2) Bij de beoordeling hiervan blijven de aanwezige concentraties van zeezout buiten beschouwing (vol-gens de bij de Wlk behorende Regeling beoordeling Luchtkwaliteit 2007)
In het kader van een goede ruimtelijke ordening moet bij de vaststelling van een bestemmingsplan vanuit het oogpunt van de bescherming van de gezondheid van de mens rekening gehouden met de luchtkwaliteit.
Besluit niet in betekenende mate (nibm)
In het Besluit NIBM en de bijbehorende regeling is bepaald in welke gevallen een plan of project vanwege de beperkte gevolgen voor de luchtkwaliteit niet aan de grenswaarden hoeft te worden getoetst. Dit kan het geval zijn wanneer een plan of project een effect heeft van minder dan 3% van de jaargemiddelde grenswaarde NO2 en PM10.
Onderzoek
Gelet op de omvang van de ontwikkeling draagt het project niet in betekenende mate bij aan de luchtkwaliteit. De bijdrage aan de jaargemiddelde concentraties NO2 en PM10 bedraagt in geen geval meer dan 3% van de grenswaarden. Toetsing aan de grenswaarden voor luchtkwaliteit kan daarom achterwege blijven.

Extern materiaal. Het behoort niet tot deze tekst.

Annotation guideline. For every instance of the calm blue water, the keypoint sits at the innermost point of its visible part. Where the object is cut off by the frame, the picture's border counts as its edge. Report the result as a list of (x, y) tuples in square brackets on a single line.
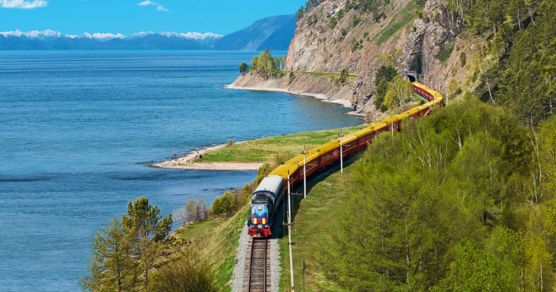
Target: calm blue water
[(77, 127)]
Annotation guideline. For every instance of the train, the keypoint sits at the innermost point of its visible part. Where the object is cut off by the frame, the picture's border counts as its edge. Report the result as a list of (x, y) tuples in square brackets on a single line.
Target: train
[(267, 197)]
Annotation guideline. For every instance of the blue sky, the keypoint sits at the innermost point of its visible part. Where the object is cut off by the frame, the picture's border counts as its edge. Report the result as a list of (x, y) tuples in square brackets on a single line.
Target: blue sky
[(129, 16)]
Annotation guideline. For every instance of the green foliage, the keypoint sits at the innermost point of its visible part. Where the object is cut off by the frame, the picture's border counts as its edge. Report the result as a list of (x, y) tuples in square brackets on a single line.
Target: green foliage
[(474, 269), (398, 92), (267, 66), (384, 75), (344, 76), (356, 44), (332, 22), (446, 52), (308, 7), (125, 254), (462, 59), (243, 68), (441, 183), (223, 205), (404, 17), (515, 67), (355, 21), (112, 266), (189, 273)]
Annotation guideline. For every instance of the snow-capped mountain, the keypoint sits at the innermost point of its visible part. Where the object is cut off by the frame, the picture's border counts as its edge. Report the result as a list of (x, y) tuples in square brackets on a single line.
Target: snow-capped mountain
[(268, 33)]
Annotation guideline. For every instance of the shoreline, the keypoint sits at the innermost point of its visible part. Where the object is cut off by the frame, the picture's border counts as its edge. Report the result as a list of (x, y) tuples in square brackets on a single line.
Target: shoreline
[(319, 96), (187, 161)]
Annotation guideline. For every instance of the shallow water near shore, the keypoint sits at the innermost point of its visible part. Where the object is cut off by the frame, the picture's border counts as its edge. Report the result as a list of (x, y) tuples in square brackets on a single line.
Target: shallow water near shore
[(77, 127)]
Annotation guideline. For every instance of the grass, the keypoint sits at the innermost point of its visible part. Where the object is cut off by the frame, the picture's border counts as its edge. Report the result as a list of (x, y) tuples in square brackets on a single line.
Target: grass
[(406, 15), (216, 240), (314, 226), (446, 52), (266, 149)]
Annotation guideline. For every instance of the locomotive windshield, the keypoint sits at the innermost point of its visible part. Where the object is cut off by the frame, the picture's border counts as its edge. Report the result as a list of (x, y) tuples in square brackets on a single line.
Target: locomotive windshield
[(260, 198)]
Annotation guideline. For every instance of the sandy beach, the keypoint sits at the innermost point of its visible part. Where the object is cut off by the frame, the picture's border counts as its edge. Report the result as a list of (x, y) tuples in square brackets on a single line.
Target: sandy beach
[(343, 102), (190, 161)]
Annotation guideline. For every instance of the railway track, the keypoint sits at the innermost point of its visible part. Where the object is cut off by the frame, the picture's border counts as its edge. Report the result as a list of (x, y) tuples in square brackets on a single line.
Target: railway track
[(258, 266)]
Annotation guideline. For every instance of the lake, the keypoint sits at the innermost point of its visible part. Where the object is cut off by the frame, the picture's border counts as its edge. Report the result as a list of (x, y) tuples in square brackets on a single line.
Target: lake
[(76, 128)]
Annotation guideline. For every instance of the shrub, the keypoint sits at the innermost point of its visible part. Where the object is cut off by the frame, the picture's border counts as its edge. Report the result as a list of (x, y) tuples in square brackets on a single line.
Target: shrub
[(188, 273), (243, 68), (267, 66), (462, 59), (223, 205), (343, 78)]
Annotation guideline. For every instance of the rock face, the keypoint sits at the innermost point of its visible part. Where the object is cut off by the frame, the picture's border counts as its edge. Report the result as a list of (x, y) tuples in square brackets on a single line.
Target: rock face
[(423, 40), (273, 33)]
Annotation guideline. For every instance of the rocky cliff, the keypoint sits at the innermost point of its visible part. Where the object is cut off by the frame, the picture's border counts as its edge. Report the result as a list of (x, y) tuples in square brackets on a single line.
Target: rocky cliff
[(419, 38)]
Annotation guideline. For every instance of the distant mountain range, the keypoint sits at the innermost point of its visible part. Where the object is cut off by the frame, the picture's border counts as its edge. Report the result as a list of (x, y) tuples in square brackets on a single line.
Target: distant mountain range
[(273, 33)]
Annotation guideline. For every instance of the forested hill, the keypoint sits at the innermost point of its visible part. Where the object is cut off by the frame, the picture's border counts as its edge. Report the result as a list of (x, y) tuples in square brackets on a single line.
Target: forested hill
[(273, 33), (500, 50), (268, 33), (462, 200)]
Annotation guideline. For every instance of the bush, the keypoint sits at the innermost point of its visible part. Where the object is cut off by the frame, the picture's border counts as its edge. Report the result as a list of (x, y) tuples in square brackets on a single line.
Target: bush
[(384, 75), (462, 59), (243, 68), (267, 66), (188, 273), (192, 211), (343, 78), (223, 205)]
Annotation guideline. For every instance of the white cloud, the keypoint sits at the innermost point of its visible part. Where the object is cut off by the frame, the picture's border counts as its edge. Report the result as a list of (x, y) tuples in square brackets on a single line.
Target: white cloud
[(158, 6), (23, 4)]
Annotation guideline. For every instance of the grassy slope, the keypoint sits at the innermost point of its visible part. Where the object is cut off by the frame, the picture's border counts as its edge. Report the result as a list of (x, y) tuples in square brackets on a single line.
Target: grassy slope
[(404, 17), (266, 149), (313, 228), (216, 240)]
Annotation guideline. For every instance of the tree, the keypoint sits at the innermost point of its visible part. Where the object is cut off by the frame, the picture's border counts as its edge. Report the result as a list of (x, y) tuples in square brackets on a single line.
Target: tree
[(112, 266), (144, 225), (384, 75), (243, 68), (265, 65), (398, 92), (223, 205), (474, 269), (343, 78)]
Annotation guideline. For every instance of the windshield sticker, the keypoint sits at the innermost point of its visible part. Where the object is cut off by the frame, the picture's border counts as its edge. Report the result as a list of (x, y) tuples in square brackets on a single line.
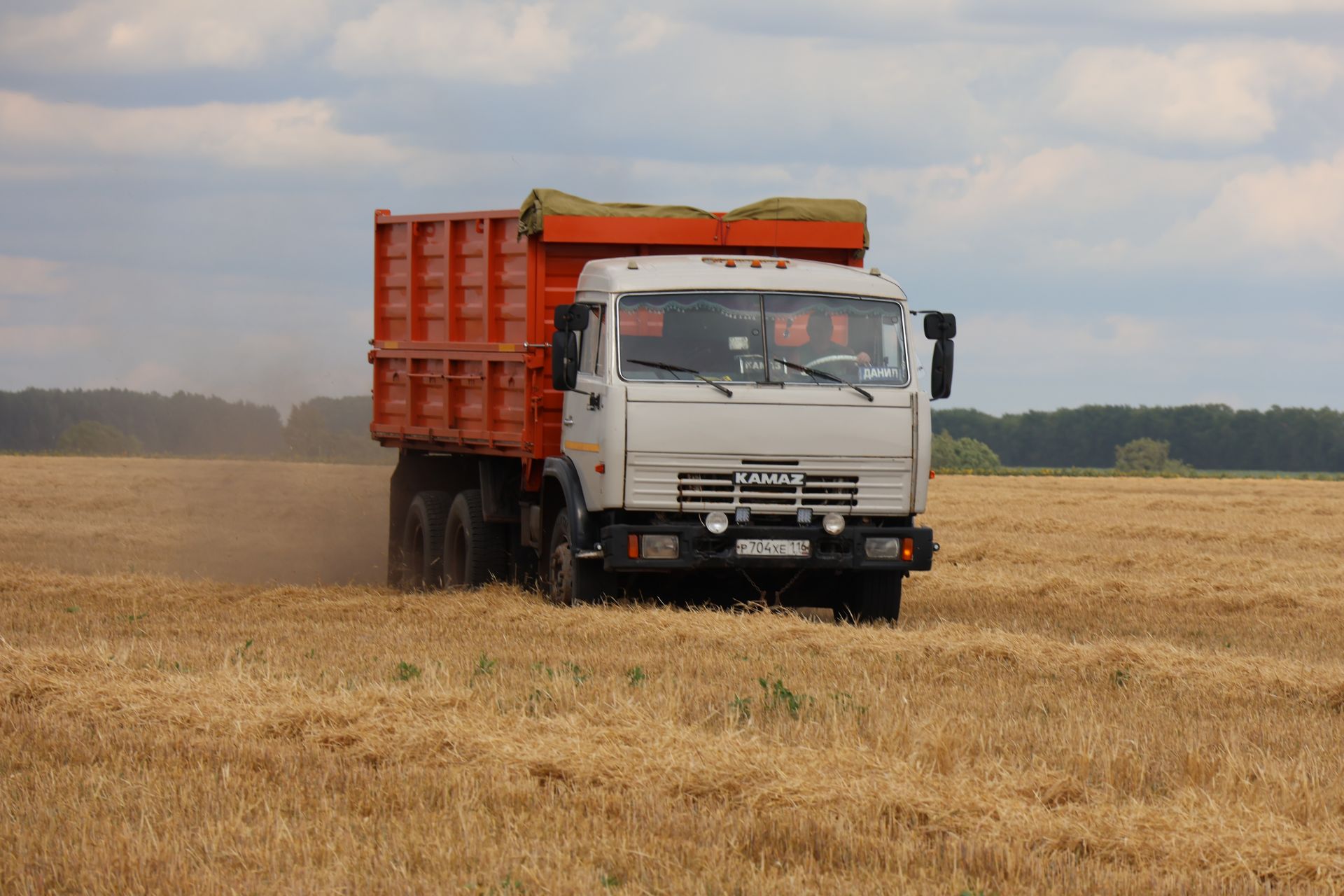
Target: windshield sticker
[(867, 374)]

Vanuit het oogpunt van een goede ruimtelijke ordening wordt wel inzicht gegeven in de luchtkwaliteit ter plaatse van het plangebied. Met behulp van de monitoringstool (www.nsl-monitoringstool.nl) die behoort bij het Nationaal Samenwerkingsprogramma Luchtkwaliteit (NSL) kan voor diverse prognosejaren inzicht worden gegeven in de jaargemiddelde concentraties NO2 en PM10 langs relevante wegen. Uit de monitoringstool blijkt dat langs de A1 en de Amersfoortsestraatweg, de maatgevende wegen voor luchtkwaliteit, de jaargemiddelde concentratie NO2 in 2011 minder dan 37 µ/m³ bedraagt. In datzelfde jaar bedraagt de jaargemiddelde concentratie PM10 minder 30 µ/m³. De concentraties zijn daarmee beneden de grenswaarden gelegen.
Conclusie
In de directe omgeving van de nabijgelegen wegen wordt voldaan aan de grenswaarden voor de jaargemiddelde concentraties NO2 en PM10. Dit is ook ter plaatse van het plangebied het geval, concentraties van luchtverontreinigende stoffen nemen immers af naarmate de afstand tot de weg groter wordt. Geconcludeerd wordt dat de Wm, onderdeel luchtkwaliteit, de uitvoering van het bestemmingsplan niet in de weg staat.